There are two main steps in the process – self disclosure and discovery;

  1. Self disclosure is where you detail your use of VMware software including vCenters, ESX/ESXi hosts, VMs, and licences. In our case this was collated into an Excel spreadsheet provided by the auditor (the deployment detail workbook). You’ll also have to answer some high level questions about your company (such as how many locations you have), how you audit internally (how you track licences – third party tools, vCenter etc), when you initially deployed VMware in your company, and some info about your contacts for the audit. How you collect this information is up to you but there are a couple of good choices;
    • Export data from vCenter using the GUI
    • Export date from vCenter using PowerCLI scripts
    • Use third party tools.

    I used a mixture of RVTools (which is a handy and free download) and PowerCLI scripts. The native ‘Export’ feature in vCenter isn’t very flexible (there’s no way to export all the MAC addresses of VMs for example) but while RVTools came close it didn’t provide everything I needed either. I needed host uptime and while RVTools does show the last reboot time I still needed to translate that into days plus it didn’t cover licencing for each host (which I could have got from vCenter). I’ve included the script I ran at the end of this post in case it’s of use to someone else.

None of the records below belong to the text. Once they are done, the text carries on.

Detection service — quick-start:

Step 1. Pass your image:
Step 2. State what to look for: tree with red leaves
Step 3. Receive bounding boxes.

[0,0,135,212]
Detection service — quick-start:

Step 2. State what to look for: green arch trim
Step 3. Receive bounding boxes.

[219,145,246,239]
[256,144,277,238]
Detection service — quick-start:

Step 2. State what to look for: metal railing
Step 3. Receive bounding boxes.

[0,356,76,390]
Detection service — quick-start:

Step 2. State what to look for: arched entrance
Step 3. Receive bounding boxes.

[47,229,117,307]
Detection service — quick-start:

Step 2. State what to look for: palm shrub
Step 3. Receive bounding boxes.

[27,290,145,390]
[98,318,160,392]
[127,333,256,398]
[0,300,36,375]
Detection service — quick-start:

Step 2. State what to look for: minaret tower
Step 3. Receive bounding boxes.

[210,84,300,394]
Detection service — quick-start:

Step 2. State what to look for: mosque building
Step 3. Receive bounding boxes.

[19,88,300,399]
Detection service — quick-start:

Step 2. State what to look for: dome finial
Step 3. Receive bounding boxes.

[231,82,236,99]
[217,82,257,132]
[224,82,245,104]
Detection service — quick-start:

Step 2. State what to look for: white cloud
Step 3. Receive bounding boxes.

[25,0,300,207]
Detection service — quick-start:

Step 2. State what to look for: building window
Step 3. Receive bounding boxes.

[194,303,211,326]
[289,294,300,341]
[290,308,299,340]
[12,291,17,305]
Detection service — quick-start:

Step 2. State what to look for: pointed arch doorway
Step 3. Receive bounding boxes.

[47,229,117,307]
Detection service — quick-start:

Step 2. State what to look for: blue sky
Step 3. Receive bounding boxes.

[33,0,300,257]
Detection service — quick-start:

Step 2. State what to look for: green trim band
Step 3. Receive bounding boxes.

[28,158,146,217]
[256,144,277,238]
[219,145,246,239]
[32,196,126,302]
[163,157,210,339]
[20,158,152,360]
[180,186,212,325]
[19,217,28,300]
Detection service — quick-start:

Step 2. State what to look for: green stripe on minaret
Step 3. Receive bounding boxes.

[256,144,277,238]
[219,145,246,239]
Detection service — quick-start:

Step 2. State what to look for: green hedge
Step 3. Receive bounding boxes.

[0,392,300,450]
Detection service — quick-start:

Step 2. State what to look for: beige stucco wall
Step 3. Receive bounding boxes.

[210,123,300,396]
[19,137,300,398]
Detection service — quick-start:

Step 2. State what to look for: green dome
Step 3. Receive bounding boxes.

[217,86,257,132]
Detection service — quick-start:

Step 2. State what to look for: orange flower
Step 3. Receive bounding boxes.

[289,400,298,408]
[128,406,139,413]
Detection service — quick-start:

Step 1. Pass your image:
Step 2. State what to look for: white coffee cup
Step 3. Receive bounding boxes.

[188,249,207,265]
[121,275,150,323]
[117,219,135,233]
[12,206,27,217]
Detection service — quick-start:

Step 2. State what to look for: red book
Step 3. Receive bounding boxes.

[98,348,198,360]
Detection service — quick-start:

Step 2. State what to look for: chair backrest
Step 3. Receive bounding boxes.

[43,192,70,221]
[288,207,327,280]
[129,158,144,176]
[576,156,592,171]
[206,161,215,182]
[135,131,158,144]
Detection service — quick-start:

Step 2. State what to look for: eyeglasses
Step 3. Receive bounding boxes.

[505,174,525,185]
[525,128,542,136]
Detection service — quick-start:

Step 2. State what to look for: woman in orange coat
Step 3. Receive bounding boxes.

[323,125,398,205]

  2. Validation. Once the disclose is completed the auditor will want to ‘validate’ the information – auditor talk for “are you telling the truth, the whole truth, and nothing but the truth?”! This can be done in a variety of ways depending on the size of your estate, location, the auditor etc. It could include using your inhouse auditing tools (Centennial for example), data from directories like Active Directory or a scan of your network switches for a list of VMware MAC addresses (prefixes 00.05.69, 00.0C.29, 00.1C.14, as well as the more commonly known 00.50.56) . The latter was the approach we took due to a mixed Linux/Windows estate and the auditors preference. NOTE: you’ll do the actuall collection of all data not the auditors, even if they’re onsite.
    In an ideal world the information collected in this step matches up nicely with the information you’ve disclosed – any discrepancies will need investigating and explaining. A few things that caught me out here;

    • Ensure you keep track of any changes to the VMware environment after the audit process kicks off (this is an audit requirement). Some of my discrepancies were because another admin had decommissioned some VMs after my initial disclosure so they flagged up as ‘missing’. Simple to explain, but time consuming to track down! This could be a real challenge in a larger environment.
    • Remember that VMkernel ports also have VMware MAC addresses, not just the VMs. I spent a while trying to find ‘phantom’ VMs before tracking down the issue. RVTools shows these in a seperate tab so you’ll need to export both.
    • Even if you’re over entitled (you have more licences than you’re using) you’ll probably have to justify it, just to be sure you’re not hiding some part of your installation.